Moore spent a stormy term as an at-large council member after winning strong support in the first city elections under home rule. Yesterday he told a group of about 50 people at Faith United Church of Christ in upper Northeast that he had "come back kicking" to enter this year's Ward 5 race.
"I will," he told them, waxing his most serious, "answer the call."
Moore has been largely absent from city politics since he lost a 1978 bid for the council chairmanship and was defeated by council member John Ray in an at-large race in 1979. Last year he spent six months in jail for biting a tow truck driver during a 1975 fight behind the District Building.
But the Methodist minister and former community activist was never one to fade in the face of adversity.
"There were some, namely Mayor Marion Barry, who prematurely said Doug Moore was dead," he told the group. "Well, Doug Moore is alive and coming back kicking."
His oratory started as sweet as a spring crocus, but twisted with irony and sarcasm until it ended with the snap of a Venus fly trap.

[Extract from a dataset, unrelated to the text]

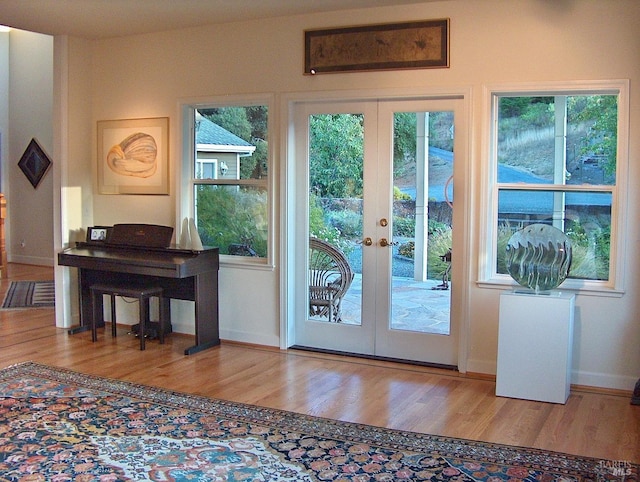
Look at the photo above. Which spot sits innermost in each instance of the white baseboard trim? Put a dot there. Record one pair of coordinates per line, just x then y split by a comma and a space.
34, 260
587, 379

He sharply criticized current Ward 5 council member William R. Spaulding, citing revenue figures in an attempt to show that the incumbent has done nothing to prevent what Moore called inequitable real estate taxes being assessed against homeowners in the ward.
"Because we have such a joke for a councilman," Moore said, "somebody decided to dump on this ward, because they know that stumbling, bumbling Bill Spaulding would not open his mouth."
He also blamed Spaulding for foul-ups in the city's election apparatus. "If we lived in Mississippi, or Georgia or North Carolina and 34,000 people disappeared from the voting rolls, we would have on our marching shoes," Moore said. "Well, we are going to put on our marching shoes in November and retire Mr. Spaulding."
Spaulding, elected to the council in 1974, is expected to seek reelection but has not yet announced. He and Moore are Democrats, and would face each other in the Sept. 5 primary.
Of his jail sentence, Moore said: "It was purely political. We been going to jail ever since we were on those slave ships," a sentiment that won him unanimous applause and shouts of "right on."
"Sometimes," said Fred Heutte, a Ward 5 resident and the father of a Moore campaign worker, "being in jail is a badge of honor."